The same, however, couldn’t be said for our father towards Morgan.

Almost as soon as I made that connection, the years of hostility Morgan dished out towards me made sense. The past year of our improving relationship, while my relationship with our father struggled, finally made sense as well.

“And now the roles are switched,” I offered. “Now Daddy’s all about you.”

Morgan shook her head. “Daddy is all about whatever makes him look good at any point in time. Right now, that’s me because of your mess with Thug Bae—” cringe “—last year. But you can’t erase several years of blatant favoritism overnight, Lori. Our father is such a…”

“…politician,” I finished her sentence.

She chuckled at this, nodding her head. “Sure, let’s go with that.”

“How come you never talked to me about all of this before?”

My sister’s cheek turned up in a subtle half smile, sad in color.

“Because it’s one of those things you have to go through to actually understand.

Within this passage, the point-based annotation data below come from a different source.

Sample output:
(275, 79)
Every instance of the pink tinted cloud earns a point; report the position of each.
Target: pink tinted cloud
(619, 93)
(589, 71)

If I walked up to Lauren two years ago and said, ‘Daddy is kind of cold and unloving,’ she would have rolled her eyes and said I wasn’t trying hard enough to connect with him. ”

I nodded, knowing that is precisely what I would’ve said.

“But now you know,” Morgan sighed. “I mean, look at you, dating some corny weirdo just so Daddy will know how devoted you are to keeping up appearances. You get it now…” She shook her head and repeated, “You get it now.”